I’ll be writing later about the details of the new health care reform proposal soon. What’s clear at first glance, however, is that requiring all residents to obtain health care coverage remains central to the Governor’s reform plan. Further, the legislation is likely to have a limited impact on the group health insurance, but would make substantial changes to the individual market segment.

This version provides more details on how the plan might be funded, too. For example, the Governor is backing away from seeking a two percent tax on the gross revenue of physicians. And he caps the payroll fee on employers at four percent (Democrats in the Legislature had proposed 7.5 percent) with the percentage reduced to zero for firms with payrolls of less than $100,000. The Governor proposes to make up for these foregone revenue sources by leasing the lottery to a private firm (the percentage of lottery revenue directed to education would apparently not be impacted by this arrangement).
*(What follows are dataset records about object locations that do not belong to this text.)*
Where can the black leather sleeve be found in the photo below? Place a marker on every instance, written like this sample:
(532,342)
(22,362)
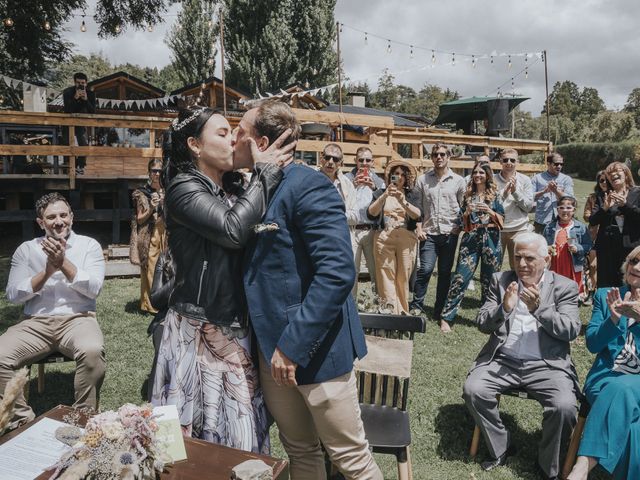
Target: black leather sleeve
(191,204)
(161,287)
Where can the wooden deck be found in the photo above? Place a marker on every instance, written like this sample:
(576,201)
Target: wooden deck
(103,193)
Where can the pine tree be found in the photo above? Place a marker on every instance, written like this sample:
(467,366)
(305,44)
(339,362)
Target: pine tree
(272,44)
(193,39)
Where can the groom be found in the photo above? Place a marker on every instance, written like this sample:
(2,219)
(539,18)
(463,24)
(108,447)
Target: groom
(299,273)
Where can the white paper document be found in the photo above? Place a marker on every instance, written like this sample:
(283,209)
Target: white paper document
(27,455)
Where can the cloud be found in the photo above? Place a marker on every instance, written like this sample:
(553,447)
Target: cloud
(589,42)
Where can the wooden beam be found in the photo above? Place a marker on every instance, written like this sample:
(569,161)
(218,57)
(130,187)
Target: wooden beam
(347,148)
(82,119)
(77,151)
(336,118)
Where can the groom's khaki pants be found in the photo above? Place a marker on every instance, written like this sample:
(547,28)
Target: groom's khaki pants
(327,413)
(34,338)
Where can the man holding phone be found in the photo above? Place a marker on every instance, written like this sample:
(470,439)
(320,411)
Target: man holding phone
(366,182)
(79,99)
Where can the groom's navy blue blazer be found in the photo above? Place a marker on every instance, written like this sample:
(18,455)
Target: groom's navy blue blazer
(298,279)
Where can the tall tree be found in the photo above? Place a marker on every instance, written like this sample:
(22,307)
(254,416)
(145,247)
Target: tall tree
(271,44)
(564,100)
(32,37)
(633,105)
(590,102)
(193,39)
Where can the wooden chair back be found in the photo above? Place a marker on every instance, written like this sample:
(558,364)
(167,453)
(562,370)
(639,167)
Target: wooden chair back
(383,375)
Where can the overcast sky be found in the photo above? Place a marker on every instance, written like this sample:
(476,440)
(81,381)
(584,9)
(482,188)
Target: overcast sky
(593,43)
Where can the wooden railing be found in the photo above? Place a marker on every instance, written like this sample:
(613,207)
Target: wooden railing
(118,162)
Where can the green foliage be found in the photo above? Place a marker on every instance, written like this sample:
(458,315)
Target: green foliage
(96,65)
(272,44)
(27,47)
(192,41)
(633,105)
(400,98)
(585,159)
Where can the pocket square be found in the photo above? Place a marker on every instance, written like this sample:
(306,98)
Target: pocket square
(266,227)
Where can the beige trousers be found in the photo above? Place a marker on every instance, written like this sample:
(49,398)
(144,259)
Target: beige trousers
(34,338)
(395,256)
(156,245)
(324,413)
(362,244)
(507,240)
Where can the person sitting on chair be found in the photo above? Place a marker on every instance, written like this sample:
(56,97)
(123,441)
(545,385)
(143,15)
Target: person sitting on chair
(57,277)
(531,315)
(612,431)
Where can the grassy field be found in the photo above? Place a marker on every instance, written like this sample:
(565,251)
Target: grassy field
(441,425)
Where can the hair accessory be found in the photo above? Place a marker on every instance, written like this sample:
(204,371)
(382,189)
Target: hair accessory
(179,126)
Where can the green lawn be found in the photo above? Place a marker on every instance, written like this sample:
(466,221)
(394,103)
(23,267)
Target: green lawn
(441,425)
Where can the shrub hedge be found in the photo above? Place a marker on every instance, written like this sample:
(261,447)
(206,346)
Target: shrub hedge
(585,159)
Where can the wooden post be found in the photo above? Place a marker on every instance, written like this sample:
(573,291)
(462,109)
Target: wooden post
(339,78)
(224,83)
(546,86)
(72,159)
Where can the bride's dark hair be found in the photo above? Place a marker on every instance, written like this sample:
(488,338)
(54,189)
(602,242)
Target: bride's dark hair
(177,155)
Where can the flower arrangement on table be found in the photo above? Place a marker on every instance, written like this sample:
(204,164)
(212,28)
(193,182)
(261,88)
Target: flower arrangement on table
(118,445)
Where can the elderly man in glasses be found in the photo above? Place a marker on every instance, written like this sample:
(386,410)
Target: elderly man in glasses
(549,187)
(366,181)
(516,195)
(442,192)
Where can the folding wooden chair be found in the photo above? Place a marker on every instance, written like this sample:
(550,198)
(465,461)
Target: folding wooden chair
(383,384)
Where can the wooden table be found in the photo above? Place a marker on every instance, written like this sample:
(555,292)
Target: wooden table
(205,460)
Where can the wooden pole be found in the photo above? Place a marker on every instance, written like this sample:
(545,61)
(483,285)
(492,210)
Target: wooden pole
(224,83)
(339,78)
(546,86)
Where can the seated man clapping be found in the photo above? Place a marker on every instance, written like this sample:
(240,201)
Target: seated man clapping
(531,315)
(57,277)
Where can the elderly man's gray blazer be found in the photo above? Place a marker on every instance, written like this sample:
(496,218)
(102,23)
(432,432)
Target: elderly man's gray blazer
(557,314)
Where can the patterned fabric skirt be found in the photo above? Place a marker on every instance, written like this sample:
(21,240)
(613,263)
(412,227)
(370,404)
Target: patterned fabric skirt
(211,378)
While future posts will focus on the public policy aspects of what the Administration has now placed on the table, for now I thought it might be interesting to see what the initial reaction to the press conference has been.

The Associated Press initially posted a brief story, reprinted here as it ran in the San Jose Mercury News:
SACRAMENTO—Gov. Arnold Schwarzenegger has announced a health care reform bill that he wants lawmakers to consider as they meet in special session.
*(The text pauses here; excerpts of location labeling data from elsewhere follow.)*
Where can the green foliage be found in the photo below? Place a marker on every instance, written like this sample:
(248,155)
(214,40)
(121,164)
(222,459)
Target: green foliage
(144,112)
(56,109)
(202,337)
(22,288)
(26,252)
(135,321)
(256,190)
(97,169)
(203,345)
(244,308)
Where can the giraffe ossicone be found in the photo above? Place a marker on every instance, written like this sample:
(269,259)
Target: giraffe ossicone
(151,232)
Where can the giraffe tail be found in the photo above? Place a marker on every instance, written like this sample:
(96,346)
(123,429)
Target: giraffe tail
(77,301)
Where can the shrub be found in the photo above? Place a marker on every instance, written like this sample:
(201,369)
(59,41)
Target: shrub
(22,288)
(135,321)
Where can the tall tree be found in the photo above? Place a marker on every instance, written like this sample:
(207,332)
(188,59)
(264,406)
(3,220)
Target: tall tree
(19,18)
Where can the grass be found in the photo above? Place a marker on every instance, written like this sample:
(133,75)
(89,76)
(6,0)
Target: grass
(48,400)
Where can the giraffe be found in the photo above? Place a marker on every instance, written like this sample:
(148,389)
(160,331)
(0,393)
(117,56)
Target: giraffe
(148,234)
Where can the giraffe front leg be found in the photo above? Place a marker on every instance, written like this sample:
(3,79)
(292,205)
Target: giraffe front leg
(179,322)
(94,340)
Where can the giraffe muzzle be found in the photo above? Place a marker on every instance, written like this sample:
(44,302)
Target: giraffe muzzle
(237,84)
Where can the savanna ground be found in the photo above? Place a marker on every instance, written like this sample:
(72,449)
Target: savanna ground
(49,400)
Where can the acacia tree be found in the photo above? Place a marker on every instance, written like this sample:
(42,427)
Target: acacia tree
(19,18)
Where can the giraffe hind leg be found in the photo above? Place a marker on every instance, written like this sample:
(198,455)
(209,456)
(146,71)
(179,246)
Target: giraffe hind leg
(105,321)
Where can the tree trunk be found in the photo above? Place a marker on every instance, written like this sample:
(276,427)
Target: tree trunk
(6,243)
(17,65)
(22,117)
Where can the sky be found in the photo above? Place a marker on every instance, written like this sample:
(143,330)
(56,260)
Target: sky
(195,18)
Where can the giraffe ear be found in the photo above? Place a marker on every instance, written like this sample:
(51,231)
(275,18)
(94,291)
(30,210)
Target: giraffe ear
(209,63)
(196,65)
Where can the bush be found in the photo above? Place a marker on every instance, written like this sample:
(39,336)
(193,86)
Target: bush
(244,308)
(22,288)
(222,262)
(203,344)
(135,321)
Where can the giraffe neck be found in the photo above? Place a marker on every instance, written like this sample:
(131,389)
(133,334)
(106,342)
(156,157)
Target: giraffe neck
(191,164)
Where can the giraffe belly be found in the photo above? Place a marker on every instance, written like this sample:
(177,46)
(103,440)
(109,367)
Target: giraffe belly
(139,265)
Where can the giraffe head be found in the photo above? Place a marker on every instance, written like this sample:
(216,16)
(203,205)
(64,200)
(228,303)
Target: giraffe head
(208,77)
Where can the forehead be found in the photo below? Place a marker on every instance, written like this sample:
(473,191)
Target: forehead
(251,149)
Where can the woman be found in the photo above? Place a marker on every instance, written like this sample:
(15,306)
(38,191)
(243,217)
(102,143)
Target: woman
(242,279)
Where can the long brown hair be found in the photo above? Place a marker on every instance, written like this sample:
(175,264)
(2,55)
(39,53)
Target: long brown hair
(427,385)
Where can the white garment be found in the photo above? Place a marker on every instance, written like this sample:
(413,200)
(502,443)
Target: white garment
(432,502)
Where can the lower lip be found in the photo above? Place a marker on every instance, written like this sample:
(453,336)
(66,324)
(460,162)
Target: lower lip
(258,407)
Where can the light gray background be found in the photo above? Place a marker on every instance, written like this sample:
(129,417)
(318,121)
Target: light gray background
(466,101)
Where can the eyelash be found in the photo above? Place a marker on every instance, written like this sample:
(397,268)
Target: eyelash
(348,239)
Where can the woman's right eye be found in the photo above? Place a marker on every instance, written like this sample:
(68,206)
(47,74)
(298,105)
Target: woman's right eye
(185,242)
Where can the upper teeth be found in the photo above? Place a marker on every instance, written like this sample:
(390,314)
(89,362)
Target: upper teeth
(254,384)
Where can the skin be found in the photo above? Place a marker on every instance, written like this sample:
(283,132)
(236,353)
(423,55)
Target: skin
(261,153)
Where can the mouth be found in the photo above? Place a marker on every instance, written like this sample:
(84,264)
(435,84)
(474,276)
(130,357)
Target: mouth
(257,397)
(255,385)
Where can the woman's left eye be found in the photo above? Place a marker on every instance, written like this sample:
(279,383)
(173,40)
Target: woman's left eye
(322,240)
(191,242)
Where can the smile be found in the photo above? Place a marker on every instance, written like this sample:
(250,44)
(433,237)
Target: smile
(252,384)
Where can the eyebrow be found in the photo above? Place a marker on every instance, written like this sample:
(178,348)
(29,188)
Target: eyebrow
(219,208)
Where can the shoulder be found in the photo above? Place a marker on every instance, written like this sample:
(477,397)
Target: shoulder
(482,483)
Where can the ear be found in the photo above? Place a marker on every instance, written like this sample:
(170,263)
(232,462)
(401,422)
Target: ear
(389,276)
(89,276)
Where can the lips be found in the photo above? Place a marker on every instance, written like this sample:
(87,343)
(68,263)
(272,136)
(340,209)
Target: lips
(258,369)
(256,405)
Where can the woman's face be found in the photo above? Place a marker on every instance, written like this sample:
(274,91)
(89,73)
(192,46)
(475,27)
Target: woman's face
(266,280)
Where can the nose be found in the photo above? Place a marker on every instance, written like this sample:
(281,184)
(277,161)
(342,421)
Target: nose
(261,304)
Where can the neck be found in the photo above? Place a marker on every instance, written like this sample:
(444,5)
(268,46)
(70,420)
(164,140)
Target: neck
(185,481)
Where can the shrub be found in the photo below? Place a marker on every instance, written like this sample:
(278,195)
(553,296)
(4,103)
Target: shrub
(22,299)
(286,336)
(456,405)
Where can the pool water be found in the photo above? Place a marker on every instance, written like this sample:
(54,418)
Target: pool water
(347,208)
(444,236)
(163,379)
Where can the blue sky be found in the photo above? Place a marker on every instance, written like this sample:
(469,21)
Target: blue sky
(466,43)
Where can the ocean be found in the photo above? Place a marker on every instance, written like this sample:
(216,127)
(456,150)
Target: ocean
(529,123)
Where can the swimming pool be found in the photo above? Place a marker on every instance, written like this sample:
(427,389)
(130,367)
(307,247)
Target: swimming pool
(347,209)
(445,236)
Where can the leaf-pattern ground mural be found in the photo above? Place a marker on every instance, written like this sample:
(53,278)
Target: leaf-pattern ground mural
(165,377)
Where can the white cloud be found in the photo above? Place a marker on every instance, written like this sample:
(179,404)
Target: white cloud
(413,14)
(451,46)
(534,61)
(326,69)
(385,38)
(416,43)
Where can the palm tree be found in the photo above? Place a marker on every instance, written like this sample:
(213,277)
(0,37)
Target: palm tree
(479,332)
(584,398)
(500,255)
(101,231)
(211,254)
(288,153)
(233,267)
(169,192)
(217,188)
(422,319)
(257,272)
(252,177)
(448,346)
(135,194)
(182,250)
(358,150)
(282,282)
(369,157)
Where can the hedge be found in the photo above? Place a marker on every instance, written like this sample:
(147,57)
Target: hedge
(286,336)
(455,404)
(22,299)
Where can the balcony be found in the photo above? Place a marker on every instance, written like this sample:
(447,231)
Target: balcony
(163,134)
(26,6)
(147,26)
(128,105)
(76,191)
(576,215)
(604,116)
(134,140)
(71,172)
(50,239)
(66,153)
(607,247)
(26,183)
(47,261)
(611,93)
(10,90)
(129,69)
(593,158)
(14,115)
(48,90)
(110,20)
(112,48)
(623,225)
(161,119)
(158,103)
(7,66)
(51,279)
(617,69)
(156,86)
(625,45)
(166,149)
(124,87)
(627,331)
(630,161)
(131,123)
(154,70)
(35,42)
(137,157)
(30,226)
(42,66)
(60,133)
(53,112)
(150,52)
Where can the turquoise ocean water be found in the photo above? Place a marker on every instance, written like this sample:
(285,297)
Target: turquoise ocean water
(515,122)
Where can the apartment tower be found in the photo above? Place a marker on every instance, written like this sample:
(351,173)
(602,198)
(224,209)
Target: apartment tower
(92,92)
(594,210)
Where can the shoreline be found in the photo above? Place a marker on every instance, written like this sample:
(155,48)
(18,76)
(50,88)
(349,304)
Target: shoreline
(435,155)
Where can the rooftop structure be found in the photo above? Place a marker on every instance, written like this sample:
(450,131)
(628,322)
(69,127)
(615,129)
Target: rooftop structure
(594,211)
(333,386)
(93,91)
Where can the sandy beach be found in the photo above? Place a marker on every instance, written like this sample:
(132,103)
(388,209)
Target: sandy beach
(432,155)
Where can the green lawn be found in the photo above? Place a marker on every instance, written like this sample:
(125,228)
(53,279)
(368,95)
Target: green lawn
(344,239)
Schwarzenegger laid out his health reform ideas in January, but Democrats ignored his plan. Instead, they passed a health reform bill the governor says he will veto.

Schwarzenegger hopes his latest effort will lead to a deal with Democratic leaders. But organized labor has been negative about the governor’s approach and may pressure Democrats to vote no.
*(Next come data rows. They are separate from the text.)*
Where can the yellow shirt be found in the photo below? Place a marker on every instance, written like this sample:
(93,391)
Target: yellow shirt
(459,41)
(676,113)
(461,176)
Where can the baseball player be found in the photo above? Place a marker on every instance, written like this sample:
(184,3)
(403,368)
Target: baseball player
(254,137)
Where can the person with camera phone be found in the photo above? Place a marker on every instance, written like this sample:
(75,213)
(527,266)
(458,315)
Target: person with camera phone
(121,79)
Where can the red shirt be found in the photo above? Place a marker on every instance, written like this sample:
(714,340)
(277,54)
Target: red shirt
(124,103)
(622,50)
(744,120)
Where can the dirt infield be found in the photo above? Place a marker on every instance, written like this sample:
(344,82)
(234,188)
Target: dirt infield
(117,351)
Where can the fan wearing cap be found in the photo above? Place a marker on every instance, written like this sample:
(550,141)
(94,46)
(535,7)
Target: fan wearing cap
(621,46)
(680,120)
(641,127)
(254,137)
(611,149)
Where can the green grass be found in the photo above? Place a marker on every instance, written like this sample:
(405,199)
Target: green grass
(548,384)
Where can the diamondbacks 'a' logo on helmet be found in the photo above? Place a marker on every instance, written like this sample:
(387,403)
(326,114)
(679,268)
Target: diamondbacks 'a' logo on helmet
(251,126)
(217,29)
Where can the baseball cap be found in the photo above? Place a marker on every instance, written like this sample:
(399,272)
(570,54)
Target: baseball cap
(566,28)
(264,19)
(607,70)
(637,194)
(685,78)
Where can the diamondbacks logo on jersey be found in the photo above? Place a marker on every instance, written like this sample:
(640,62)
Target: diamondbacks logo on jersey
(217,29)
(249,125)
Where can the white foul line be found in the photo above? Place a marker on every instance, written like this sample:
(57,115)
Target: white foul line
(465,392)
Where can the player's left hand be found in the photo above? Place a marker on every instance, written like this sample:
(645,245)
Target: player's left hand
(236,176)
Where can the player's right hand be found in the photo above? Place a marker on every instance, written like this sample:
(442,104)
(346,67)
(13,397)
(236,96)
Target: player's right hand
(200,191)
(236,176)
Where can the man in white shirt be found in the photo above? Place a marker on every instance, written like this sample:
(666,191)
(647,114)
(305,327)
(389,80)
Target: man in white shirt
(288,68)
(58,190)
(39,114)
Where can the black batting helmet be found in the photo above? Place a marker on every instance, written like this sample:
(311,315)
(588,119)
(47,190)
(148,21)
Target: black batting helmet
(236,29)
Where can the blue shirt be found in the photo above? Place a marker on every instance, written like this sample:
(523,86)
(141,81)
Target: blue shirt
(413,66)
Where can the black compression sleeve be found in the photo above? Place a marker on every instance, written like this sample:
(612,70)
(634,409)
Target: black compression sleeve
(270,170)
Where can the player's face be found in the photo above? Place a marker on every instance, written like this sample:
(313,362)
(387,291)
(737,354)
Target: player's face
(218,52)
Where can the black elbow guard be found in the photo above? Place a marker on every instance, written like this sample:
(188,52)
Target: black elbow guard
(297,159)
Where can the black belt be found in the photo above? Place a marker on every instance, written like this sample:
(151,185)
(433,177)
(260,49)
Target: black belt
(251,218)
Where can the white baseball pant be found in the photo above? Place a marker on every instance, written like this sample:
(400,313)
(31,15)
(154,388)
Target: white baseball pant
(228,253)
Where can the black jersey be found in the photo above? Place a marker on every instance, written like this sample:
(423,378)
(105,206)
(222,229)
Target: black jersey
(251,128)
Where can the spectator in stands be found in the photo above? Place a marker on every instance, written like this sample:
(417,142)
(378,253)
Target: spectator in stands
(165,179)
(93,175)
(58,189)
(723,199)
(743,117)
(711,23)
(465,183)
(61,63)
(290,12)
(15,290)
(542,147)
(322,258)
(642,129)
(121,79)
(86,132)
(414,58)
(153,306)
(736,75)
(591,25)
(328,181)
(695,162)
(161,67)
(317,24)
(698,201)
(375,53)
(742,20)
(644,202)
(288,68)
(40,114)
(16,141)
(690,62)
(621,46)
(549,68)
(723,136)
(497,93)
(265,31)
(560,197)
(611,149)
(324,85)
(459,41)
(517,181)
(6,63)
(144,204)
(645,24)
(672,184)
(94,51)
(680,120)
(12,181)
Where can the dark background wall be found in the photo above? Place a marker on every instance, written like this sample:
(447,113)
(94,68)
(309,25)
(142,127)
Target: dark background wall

Well, you have to admit, that’s to the point. Of interest is that the AP leads with a reminder that the Governor was unable to get any Democratic support for his “post-partisan” plan. What’s unstated is that he was unable to get Republican support either. However, as noted here months ago, this is Governor Arnold Schwarzenegger we’re talking about. He didn’t need a bill before. And my guess is he’ll get one now.

A few hours later, AP reporter Laura Kurtzman wrote a longer piece with a lead that focused on the Governor letting doctors off the hook for helping to finance reform and the proposal to lease the lottery. After highlighting several of the changes in the Governor’s health care reform approach since January, Ms. Kurtzman notes organized labor’s concern over the challenge of making required health insurance premiums affordable.  She reports on organized labor’s preference for premium for families of up to 500 percent of the Federal Poverty Level — over $100,000 for a family of four (compared to the Governor’s proposal to provide such assistance to households up to 350 percent of FPL — about $72,000).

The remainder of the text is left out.